Re: [PATCH nf] netfilter: nf_tables: unconditionally flush pending work before notifier

From: Hillf Danton
Date: Thu Jul 04 2024 - 06:35:50 EST


On Wed, 3 Jul 2024 15:01:07 +0200 Florian Westphal <fw@xxxxxxxxx>
> Hillf Danton <hdanton@xxxxxxxx> wrote:
> > On Wed, 3 Jul 2024 12:52:15 +0200 Florian Westphal <fw@xxxxxxxxx>
> > > Hillf Danton <hdanton@xxxxxxxx> wrote:
> > > > Given trans->table goes thru the lifespan of trans, your proposal is a bandaid
> > > > if trans outlives table.
> > >
> > > trans must never outlive table.
> > >
> > What is preventing trans from being freed after closing sock, given
> > trans is freed in workqueue?
> >
> > close sock
> > queue work
>
> The notifier acquires the transaction mutex, locking out all other
> transactions, so no further transactions requests referencing
> the table can be queued.
>
As per the syzbot report, trans->table could be instantiated before
notifier acquires the transaction mutex.
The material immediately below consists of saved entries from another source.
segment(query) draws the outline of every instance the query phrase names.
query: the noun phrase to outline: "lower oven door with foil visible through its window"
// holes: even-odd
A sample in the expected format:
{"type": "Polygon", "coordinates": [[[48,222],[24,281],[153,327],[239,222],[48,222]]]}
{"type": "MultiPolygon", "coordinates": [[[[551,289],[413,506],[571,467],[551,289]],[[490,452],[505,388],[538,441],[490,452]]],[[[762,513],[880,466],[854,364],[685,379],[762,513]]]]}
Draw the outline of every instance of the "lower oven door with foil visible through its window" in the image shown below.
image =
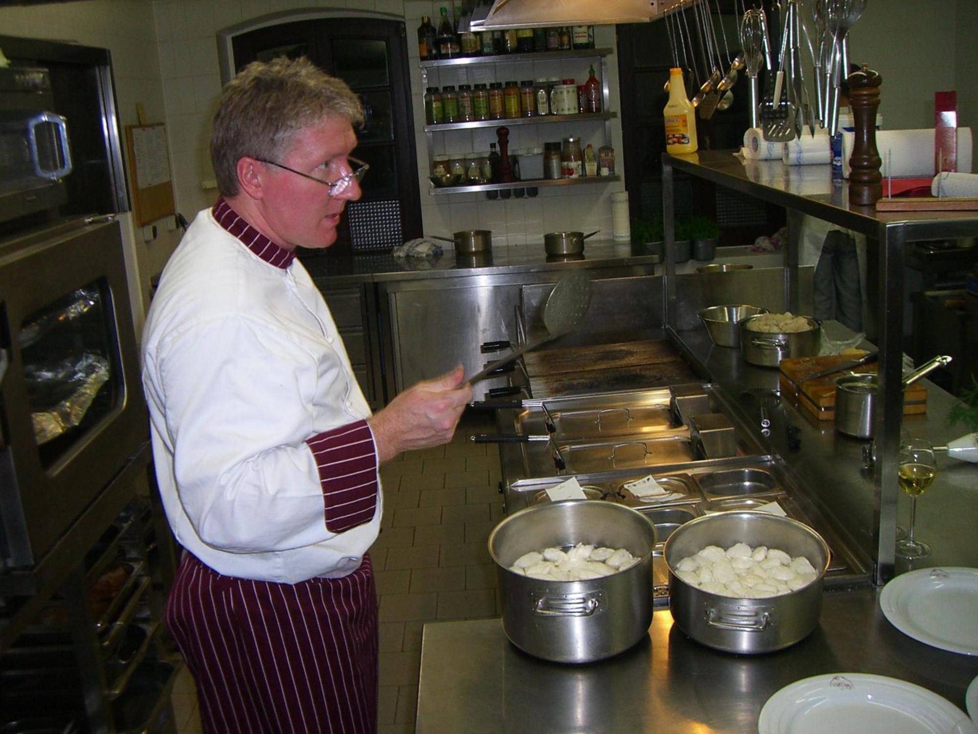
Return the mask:
{"type": "Polygon", "coordinates": [[[38,564],[149,435],[119,223],[0,242],[0,572],[38,564]]]}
And in fact the lock helps
trans outlive table even with your patch.

cpu1 cpu2
--- ---
transB->table = A
lock trans mutex
flush work
free A
unlock trans mutex

queue work to free transB

> The work queue is flushed before potentially ripping the table
> out. After this, no transactions referencing the table can exist
> anymore; the only transactions than can still be queued are those
> coming from a different netns, and tables are scoped per netns.
>
> Table is torn down. Transaction mutex is released.
>
> Next transaction from userspace can't find the table anymore (its gone),
> so no more transactions can be queued for this table.
>
> As I wrote in the commit message, the flush is dumb, this should first
> walk to see if there is a matching table to be torn down, and then flush
> work queue once before tearing the table down.
>
> But its better to clearly split bug fix and such a change.